Mark sì chinò su Lee Donghyuck che ancora non sapeva se a lui il sesso piacesse violento, rude, o se si volesse sentire apprezzato, appagato, pregato. Mark gli avrebbe dato entrambi. Mark gli avrebbe dato tutto.

Mark gli avrebbe dato tutto, tutto pur di poter finalmente sentire la pelle svestita e pura dell'altro contro la propria, martoriata dalle ferite del suo continuo desiderio di blackout, di risvegliarsi ancora disteso sul pavimento del bagno senza ricordare nemmeno chi fosse, senza la forza di alzarsi.

Mark sapeva di avere gli occhi iniettati di amaranto e di essersi morso il labbro tanto da averlo fatto sporcare di quel liquido rugginoso che tanto l'attirava e che ora gli ribolliva nelle arterie, dolente, acre. Sapeva di star sembrando impaziente, desioso, ardente di scontrarsi contro la pelle tersa, fine e innocente dell'altro.




Ma ogni sua aspettativa si fuse bruciante al contatto con la realtà quando alzata la maglia di Haechan vide solo dissolutezza e disperazione, imperfezioni, difetti e peccati ovunque.

Mark si fermò dal fare qualsiasi cosa per un attimo, e Donghyuck, probabilmente abituato alla situazione, gli portò la mano dal polso borchiato sulla nuca, spingendolo in giù per baciarlo. «È okay adesso,» disse sulle sue labbra nella penombra della sua stanza, mezza verità: stava cercando di uscirci, dall'autolesionismo, ma era una strada lastricata di pianti a calde lacrime, ricadute e difficoltà inumane.

E Mark poté solo fare cenno di sì con la testa, che aveva capito, perché non voleva appesantire l'aria carica di sudore e depravazione con ulteriori quesiti.

Anche lui dissimulava le sue ferite, il bruciore, il sangue con sorrisi a denti stretti, maschere e finzioni. E quando non gli riusciva gli capitavano quei blackout, quei blackout potenti per i quali si trovava il giorno dopo dall'altro capo della città con le nocche rotte, dei tagli sui polsi e il residuo della leggerezza dell'erba, della pesantezza dell'alcol. Faticava a rialzarsi, brancolante, e si diceva di non voler più finire in quello stato. Eppure tutto si ripeteva.

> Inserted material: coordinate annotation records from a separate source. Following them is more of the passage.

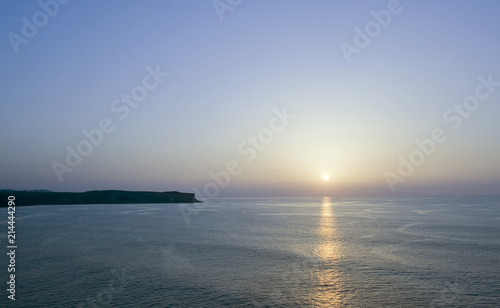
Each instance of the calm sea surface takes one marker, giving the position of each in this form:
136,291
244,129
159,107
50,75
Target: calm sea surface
281,252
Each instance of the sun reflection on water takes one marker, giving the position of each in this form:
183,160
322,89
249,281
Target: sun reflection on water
329,290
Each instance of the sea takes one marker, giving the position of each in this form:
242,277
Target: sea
258,252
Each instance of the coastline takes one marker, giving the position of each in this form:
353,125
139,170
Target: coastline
45,197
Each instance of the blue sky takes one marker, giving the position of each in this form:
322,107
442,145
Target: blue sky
226,80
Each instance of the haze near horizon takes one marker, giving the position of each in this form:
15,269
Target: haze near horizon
252,98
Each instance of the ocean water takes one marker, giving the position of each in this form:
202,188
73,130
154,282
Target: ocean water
260,252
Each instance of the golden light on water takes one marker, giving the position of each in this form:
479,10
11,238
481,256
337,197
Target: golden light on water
329,289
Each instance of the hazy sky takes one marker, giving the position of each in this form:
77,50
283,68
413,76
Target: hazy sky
266,95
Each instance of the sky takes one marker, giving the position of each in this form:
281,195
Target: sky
239,98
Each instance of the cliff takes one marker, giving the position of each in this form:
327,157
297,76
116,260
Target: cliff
44,197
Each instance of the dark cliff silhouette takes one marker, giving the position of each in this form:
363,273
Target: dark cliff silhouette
45,197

Haechan gli piaceva anche con la bruciatura tonda di un mozzicone di sigaretta accanto all'ombelico e le cicatrici disordinate che gli scendevano per l'interno degli avambracci, dove di solito non si vedevano, diradandosi sui polsi; gli piaceva anche con il trucco nero tutto sciolto sotto il calore della pelle di Mark e le palpebre che gli svolazzavano verso l'alto e il basso convulsivamente mentre Mark, ancora indeciso sul se andarci pesante o meno, lasciava baci aperti sul suo torace.

Gli piacevano le sue unghie nere che gli si incidevano sulle guance, sul collo, sulle spalle, lasciandogli piccoli solchi arrossati. Gli piacevano le sue labbra, morbide quanto inclementi e corrosive contro le sue, i suoi capelli appuntiti, il suo respiro, il suo tutto.

«Sei bellissimo,» fu il suo commento una volta trovata la forza di combattere la gravitazione che lo spingeva contro l'altro, e sentendo Haechan trattenere un lamento inarticolato, Mark capì quel ch'avrebbe dovuto fare.